Increases importance in dealing with WAR, WAW and structural stalls.

Techniques:
Loop unrolling, Basic pipeline scheduling, Scoreboarding, Register renaming, Dynamic branch prediction, Issuing multiple instructions per cycle, Compiler dependence analysis, Software pipelining and trace scheduling, Speculation, Dynamic memory disambiguation

Pipeline scheduling:
Compiler seeks to separate a dependent instruction from the source instruction by a distance (in clk cycles) equal to the pipeline latency of the source.
Instructions are reordered, offsets adjusted.

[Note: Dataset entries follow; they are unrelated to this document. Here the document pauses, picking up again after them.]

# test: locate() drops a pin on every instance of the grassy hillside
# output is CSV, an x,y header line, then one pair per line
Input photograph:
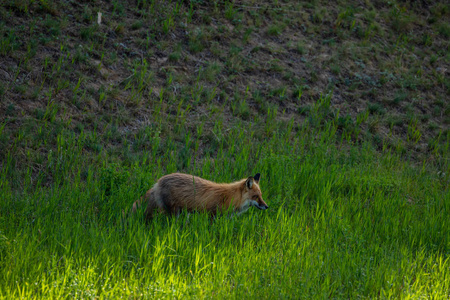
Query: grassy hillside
x,y
343,109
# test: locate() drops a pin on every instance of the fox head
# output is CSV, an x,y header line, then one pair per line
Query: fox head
x,y
251,194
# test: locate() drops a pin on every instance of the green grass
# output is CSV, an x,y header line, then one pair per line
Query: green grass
x,y
344,222
341,108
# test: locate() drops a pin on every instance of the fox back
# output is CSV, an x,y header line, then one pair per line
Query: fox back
x,y
175,192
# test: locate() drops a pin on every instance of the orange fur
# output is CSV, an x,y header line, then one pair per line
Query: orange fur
x,y
175,192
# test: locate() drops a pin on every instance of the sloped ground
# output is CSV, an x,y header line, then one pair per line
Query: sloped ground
x,y
384,65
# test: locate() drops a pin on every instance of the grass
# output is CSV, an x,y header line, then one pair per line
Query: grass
x,y
341,224
341,108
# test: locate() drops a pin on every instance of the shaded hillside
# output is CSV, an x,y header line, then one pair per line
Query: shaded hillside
x,y
384,66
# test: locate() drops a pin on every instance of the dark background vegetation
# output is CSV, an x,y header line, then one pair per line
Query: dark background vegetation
x,y
384,65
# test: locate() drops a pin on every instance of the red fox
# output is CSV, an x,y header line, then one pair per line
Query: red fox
x,y
175,192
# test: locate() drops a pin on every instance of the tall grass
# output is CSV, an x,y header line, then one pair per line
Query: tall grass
x,y
343,222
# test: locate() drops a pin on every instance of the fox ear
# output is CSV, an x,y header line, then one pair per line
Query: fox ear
x,y
256,177
249,182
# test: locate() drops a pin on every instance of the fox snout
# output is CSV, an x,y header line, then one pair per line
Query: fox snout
x,y
262,206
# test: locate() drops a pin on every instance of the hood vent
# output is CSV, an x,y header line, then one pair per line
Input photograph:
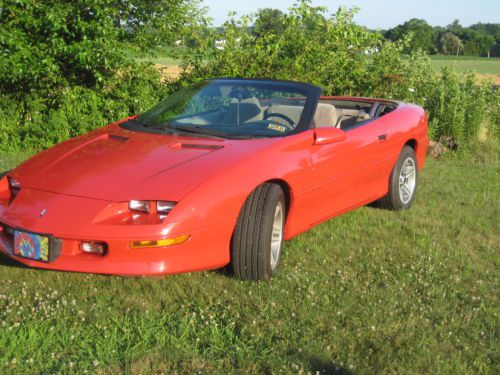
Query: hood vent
x,y
199,146
118,138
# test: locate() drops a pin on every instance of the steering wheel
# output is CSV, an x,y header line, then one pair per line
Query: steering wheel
x,y
291,124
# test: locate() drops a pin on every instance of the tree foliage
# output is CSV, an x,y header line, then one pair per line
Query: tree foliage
x,y
423,35
347,59
476,40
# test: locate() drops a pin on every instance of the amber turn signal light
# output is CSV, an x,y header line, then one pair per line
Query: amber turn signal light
x,y
159,243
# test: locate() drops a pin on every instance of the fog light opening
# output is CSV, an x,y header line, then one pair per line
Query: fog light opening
x,y
94,247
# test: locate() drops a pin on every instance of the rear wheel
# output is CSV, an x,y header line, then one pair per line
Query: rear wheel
x,y
258,237
402,182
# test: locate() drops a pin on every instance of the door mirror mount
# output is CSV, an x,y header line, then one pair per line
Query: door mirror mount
x,y
328,135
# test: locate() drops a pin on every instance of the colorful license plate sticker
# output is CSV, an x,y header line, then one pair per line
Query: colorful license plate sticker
x,y
31,246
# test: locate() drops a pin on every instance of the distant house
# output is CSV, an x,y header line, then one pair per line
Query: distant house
x,y
220,44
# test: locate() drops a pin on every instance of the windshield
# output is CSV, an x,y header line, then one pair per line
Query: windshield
x,y
232,108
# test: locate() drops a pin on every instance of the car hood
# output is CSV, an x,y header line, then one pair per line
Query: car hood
x,y
117,165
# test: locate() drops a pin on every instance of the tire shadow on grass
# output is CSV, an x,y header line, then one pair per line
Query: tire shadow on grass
x,y
323,367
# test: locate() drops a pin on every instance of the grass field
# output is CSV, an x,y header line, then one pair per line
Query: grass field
x,y
372,291
463,64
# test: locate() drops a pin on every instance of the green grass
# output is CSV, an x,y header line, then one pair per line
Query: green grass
x,y
463,64
372,291
166,56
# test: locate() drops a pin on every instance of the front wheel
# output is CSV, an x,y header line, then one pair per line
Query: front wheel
x,y
402,182
258,237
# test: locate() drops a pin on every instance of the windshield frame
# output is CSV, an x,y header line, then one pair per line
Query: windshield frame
x,y
312,95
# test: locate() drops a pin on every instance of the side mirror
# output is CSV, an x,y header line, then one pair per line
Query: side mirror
x,y
328,135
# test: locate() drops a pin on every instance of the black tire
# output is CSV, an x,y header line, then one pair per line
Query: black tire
x,y
394,200
251,241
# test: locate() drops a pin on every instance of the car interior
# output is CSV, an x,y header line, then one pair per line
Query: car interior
x,y
342,114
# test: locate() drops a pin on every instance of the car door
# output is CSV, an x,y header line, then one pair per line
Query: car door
x,y
352,172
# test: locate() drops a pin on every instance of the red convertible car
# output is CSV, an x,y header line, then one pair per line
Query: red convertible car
x,y
218,174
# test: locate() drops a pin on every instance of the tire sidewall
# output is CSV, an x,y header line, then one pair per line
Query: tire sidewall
x,y
275,197
396,201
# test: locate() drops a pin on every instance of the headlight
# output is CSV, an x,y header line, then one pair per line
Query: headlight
x,y
140,206
164,207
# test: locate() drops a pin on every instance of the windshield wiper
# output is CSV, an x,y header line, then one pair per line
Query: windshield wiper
x,y
197,129
191,129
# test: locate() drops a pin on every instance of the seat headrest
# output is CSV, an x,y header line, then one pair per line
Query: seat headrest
x,y
244,110
326,115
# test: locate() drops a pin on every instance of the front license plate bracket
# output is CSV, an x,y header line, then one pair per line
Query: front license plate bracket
x,y
40,247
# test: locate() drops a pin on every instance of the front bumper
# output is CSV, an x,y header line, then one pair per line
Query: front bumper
x,y
207,247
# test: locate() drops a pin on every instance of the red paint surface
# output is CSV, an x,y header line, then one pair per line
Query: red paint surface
x,y
86,182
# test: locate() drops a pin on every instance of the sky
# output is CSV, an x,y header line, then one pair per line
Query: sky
x,y
377,14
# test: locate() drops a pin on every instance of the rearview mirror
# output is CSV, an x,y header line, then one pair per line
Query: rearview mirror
x,y
328,135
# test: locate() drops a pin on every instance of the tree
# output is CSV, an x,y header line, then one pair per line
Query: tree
x,y
269,20
423,35
450,44
148,23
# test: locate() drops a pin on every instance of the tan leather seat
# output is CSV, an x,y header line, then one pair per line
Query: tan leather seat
x,y
246,110
291,111
325,115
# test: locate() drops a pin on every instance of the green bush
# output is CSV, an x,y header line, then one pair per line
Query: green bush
x,y
35,123
58,81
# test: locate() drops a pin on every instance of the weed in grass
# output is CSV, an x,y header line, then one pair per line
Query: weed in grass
x,y
371,291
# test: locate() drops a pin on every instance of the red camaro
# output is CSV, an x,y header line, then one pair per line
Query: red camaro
x,y
218,174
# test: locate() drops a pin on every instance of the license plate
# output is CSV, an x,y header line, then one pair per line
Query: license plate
x,y
31,246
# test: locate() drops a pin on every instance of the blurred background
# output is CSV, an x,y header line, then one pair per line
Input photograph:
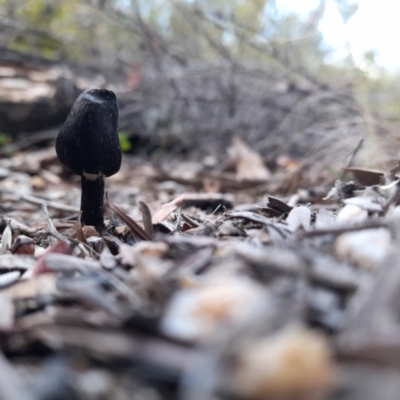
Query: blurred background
x,y
310,81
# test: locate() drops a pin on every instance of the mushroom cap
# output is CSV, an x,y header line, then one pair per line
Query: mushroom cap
x,y
88,142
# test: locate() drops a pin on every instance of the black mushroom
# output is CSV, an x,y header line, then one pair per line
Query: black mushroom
x,y
88,144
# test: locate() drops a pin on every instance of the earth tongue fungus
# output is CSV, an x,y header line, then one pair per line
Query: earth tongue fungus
x,y
88,143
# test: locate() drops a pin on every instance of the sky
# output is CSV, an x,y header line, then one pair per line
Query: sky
x,y
375,26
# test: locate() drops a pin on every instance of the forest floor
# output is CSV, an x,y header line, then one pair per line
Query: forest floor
x,y
208,282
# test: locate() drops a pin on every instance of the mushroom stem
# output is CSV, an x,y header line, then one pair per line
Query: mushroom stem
x,y
92,200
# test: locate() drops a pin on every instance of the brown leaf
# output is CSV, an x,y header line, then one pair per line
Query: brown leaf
x,y
79,231
367,177
163,211
137,231
146,215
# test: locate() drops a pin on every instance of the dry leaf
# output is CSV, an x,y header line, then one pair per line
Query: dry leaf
x,y
249,164
299,217
137,231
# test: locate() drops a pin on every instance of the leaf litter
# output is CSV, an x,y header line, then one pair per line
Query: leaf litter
x,y
209,285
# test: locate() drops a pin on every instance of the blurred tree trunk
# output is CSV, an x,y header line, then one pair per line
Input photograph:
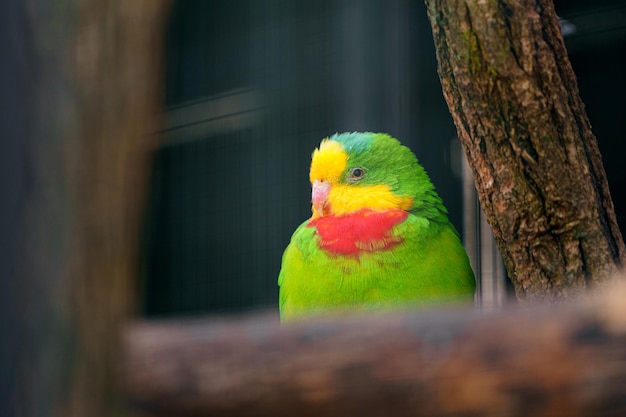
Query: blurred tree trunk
x,y
80,92
514,99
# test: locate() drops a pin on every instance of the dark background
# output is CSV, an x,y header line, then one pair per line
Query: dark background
x,y
253,86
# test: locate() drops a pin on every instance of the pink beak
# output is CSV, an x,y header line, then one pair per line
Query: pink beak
x,y
319,196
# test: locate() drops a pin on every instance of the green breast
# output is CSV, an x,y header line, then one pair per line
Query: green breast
x,y
425,264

Pipeline scheduling/Loop unrolling

Pipeline scheduling and loop unrolling improves scheduling by:
It eliminates branches.
It allows instructions from different iterations to be scheduled together, it exposes parallelism.

Dependences:
Properties of programs.
Indicate the potential for a hazard.
Actual hazard and the length of any stall is a property of the pipeline.

Three types:
Data, name and control.

Data dependencies can be overcome:
Maintaining the dependence but avoiding a hazard (hardware and software).
Eliminating the dependence by transforming the code (software only).
Fold computation into an offset.

Dependencies:

Name Dependences:
Occur when two instructions use the same register or memory location but there is NO flow of data between instructions that use that name.
Antidependence, Output dependence.
Can be executed out of order or in parallel.
Register renaming can either be done by the compiler or the CPU.

Control Dependences
A control dependency determines the ordering of the instructions with respect to branch instructions.
Preserving control dependence is not important -- program correctness is.
Preserving exception behavior, Preserving data flow

Control stalls can be avoided by:
Scheduling instructions in delay slots.
Loop unrolling.
Conditional execution.
Speculation (by both compiler and CPU).

Dynamic scheduling

The CPU rearranges the instructions (while preserving dependences) to reduce stalls.

Advantages over static (compiler) schemes:
Handles dependencies that are UNknown at compile time (i.e., a memory reference.)
Allows code compiled with one pipeline in mind to run efficiently on a different pipeline.

Out-of-order execution: Split ID into:
Issue: Decode and check for structural.
Read operands: Wait until no data hazards and read operands.

Scoreboarding:
Goal: to maintain an execution rate of one instruction per cycle.
Instructions can bypass each other in Read Operands. WAW hazards possible.
Hazard detection and resolution are centralized.

Dynamic scheduling

Scoreboarding:
Issue (IS)
The functional unit is available and
No other active instruction has the same destination register.
This avoids WAW hazards and structural hazards.

Read Operands (RD)
Resolves RAW hazards dynamically

Write result (WB)
The scoreboard checks for WAR hazards and stalls the completing instruction if necessary.

Components of the system:
Instruction status, Functional unit status, Register result status

Distinguishing between RAW and WAR:
Check the value of Rj or Rk for Yes

Dynamic scheduling

Scoreboarding: Limitations:
ILP, Size of the "issued" queue, Number, types, and speed of the functional units, The presence of antidependences and output dependences.

Tomasulo's approach:
A technique to allow execution to proceed in the presence of hazards.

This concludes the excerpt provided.